Description Michael Dyck 2005-07-10 06:32:03 UTC
2.3.1 Formal values

[14] ProcessingInstructionValue ::=
"processing-instruction" QName "{" String "}"
    Change "QName" to "NCName".

[17] NamespaceBinding ::=
"namespace" NCName "{" String "}"
    I think you'll be better off if you change "String" to "AnyURI".

'In that grammar, "String" indicates the value space of xs:string,
"Decimal" indicates the value space of xs:decimal, etc.'
    Please clarify.
    Are you saying that, for example, the symbol 'String' "derives" a
    language of (abstract, non-syntactic) values (namely, the values in
    the value space of xs:string)?
    Or rather, that it derives (though by unspecified productions) a
    conventional language of character-sequences, each of which you
    identify with a value from that value space?

    Examples like these:
        text { "42" }             # i.e., String derives '"42"'
        10 of type xs:integer     # i.e., Decimal derives '10'
    certainly appear to assume the latter. But it seems to just forestall
    the inevitable matter of the syntactic-to-abstract mapping.
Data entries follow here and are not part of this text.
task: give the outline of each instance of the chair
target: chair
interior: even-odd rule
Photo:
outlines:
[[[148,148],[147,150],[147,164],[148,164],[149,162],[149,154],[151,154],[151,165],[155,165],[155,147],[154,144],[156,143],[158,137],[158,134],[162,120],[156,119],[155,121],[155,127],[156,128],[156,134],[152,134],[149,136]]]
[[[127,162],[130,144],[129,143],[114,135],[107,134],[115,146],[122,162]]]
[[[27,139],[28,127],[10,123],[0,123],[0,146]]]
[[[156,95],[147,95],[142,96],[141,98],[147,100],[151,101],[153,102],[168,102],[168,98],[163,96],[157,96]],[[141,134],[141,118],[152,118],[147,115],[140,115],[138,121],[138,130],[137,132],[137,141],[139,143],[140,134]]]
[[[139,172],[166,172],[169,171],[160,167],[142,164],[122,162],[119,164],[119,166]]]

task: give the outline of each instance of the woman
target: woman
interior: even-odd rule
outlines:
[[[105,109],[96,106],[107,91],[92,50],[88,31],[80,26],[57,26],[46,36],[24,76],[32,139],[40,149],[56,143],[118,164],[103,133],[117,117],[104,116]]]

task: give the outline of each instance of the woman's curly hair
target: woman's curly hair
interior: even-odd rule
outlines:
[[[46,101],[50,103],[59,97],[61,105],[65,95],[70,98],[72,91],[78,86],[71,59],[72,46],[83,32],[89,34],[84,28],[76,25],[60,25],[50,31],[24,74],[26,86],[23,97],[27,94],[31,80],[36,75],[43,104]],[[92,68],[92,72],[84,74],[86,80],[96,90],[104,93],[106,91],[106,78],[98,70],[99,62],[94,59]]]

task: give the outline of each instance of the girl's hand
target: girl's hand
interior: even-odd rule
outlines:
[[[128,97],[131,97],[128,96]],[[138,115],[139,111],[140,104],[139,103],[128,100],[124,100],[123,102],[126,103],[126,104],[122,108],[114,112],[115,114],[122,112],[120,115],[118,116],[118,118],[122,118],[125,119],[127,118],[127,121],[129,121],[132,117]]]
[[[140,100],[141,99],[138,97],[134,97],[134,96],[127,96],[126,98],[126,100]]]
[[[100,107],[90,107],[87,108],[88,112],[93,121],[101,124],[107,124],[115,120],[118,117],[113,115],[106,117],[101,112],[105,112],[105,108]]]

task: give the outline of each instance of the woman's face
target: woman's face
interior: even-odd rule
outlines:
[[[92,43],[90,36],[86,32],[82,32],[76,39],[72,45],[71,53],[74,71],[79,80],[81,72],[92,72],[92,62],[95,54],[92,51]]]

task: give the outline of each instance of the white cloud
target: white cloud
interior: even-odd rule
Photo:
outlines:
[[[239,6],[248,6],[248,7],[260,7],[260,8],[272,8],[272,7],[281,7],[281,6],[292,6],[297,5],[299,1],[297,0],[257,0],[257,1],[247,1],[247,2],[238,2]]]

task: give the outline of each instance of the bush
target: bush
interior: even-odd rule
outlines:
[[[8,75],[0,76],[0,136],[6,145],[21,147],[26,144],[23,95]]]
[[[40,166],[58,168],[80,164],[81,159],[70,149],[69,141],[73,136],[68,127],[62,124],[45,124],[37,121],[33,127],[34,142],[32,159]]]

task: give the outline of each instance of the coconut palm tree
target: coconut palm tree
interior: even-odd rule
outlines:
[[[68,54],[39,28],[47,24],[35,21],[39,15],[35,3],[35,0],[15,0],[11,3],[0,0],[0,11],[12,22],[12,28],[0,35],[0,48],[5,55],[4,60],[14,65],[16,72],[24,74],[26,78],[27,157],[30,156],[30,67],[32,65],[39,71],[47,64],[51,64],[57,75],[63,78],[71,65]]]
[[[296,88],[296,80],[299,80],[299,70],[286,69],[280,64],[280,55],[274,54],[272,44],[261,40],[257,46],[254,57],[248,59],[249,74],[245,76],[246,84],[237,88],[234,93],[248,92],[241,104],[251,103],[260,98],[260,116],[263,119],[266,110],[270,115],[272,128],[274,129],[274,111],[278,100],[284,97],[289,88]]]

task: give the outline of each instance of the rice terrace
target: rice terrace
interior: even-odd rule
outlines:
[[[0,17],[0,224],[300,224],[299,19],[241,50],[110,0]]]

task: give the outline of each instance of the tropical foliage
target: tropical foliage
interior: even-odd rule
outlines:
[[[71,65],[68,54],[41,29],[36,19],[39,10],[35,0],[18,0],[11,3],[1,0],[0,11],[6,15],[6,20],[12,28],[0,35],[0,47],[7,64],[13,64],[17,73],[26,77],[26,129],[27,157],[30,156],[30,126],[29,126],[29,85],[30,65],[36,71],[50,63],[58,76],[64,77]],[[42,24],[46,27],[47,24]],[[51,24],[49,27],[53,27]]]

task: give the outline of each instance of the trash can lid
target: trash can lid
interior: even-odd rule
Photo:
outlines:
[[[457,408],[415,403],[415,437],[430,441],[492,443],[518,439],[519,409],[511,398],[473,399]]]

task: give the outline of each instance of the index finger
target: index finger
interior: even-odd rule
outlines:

And
    presumably we are to assume that the standard functions (on which
    the dynamic semantics are built) take and return abstract values
    rather than syntactic denoters thereof.

element weight of type xs:integer { text { "42" } } {}
    This does not conform to production "[9 (Formal)] ElementValue":
    if the final braces are there, then there has to be at least
    one NamespaceBinding between them.

"The same rule about constructing sequences apply"
    s/rule/rules/ or s/apply/applies/
    Which rule(s)? (Give a cross ref?)

(10, (1, 2), (), (3, 4))
    Actually, this isn't a "value described by that grammar", because the
    grammar has no production for parenthesized values.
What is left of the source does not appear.